AKRON – Elected leaders from throughout northeastern Colorado gathered Monday in Akron to discuss how they could secede from the state.

All five Weld County commissioners attempted to persuade county commissioners from nine other rural Colorado counties to back Weld’s proposal to create a new U.S. state. Elected leaders from Morgan, Logan, Washington, Yuma, Sedgwick, Phillips, Lincoln, Kit Carson and Cheyenne counties attended the meeting at the Washington County Fairgrounds in Akron.

The commissioners from the nine counties ranged in their support of the measure with some unsure about whether their constituents would back secession while others said Northern Colorado residents supported the idea.

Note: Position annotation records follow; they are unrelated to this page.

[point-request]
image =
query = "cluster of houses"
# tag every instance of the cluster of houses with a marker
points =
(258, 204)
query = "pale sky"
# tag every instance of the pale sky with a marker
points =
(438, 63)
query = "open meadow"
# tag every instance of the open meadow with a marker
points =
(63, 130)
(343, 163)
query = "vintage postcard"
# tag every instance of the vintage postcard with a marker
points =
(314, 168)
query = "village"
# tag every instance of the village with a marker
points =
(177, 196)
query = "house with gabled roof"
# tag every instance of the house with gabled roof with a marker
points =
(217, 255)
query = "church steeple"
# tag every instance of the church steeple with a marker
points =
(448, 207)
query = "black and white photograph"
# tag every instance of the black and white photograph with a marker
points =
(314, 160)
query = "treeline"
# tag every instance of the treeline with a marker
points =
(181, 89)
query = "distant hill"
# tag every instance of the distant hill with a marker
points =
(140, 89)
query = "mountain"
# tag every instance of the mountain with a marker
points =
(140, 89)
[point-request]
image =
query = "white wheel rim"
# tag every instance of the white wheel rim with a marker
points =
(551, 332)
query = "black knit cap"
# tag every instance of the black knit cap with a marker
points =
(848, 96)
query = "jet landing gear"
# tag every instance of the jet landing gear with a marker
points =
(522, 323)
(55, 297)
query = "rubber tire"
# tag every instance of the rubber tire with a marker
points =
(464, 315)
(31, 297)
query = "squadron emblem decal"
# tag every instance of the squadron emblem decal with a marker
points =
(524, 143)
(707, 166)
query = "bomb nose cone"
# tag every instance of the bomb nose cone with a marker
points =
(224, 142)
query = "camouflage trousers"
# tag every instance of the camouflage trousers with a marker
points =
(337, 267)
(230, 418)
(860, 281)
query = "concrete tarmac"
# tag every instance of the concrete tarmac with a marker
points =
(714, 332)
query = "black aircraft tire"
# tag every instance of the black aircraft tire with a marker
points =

The commissioners complained about the passage of legislation regulating the oil and gas industry, a lack of funding for rural roads and schools, and the passage of Senate Bill 252, which enhanced the renewable energy standard for rural utilities.

Colorado law required that rural electric cooperatives provide 10 percent of their power via renewables by 2020. The new law doubles that requirement to 20 percent.

“Enough is enough from our growing liberal legislators,´ said Lea Ann Laybourn, a Washington County commissioner.

Commissioner Dean Wingfield of Yuma County criticized the proposal to secede as a “crackpot idea” that catered to fringe politics.

“Until we get back to commonsense Republicans, commonsense Democrats, we got a problem,” he said.

The proposal has drawn attention from throughout the nation since Weld County commissioners acknowledged earlier this month that they had discussed the proposal with leaders in other counties. Monday’s meeting marked the first public dialogue by elected leaders throughout the region on details of the proposal with dozens of Northern Colorado residents attending.

County commissioners could place the issue on the ballot for a vote and demand that the state Legislature grant the region statehood, Weld County Attorney Bruce Barker said. Colorado voters, as well as Congress, ultimately would have to approve secession.

Northern Colorado counties would have to make a decision by September whether to include the measure on their November ballots, Barker said.

County commissioners agreed to meet again 2 p.m. July 8 at the Washington County Fairgrounds. They decided to invite to the upcoming meeting other elected leaders from southeastern Colorado, Kansas and Nebraska counties that Weld County commissioners said also had expressed interest in secession.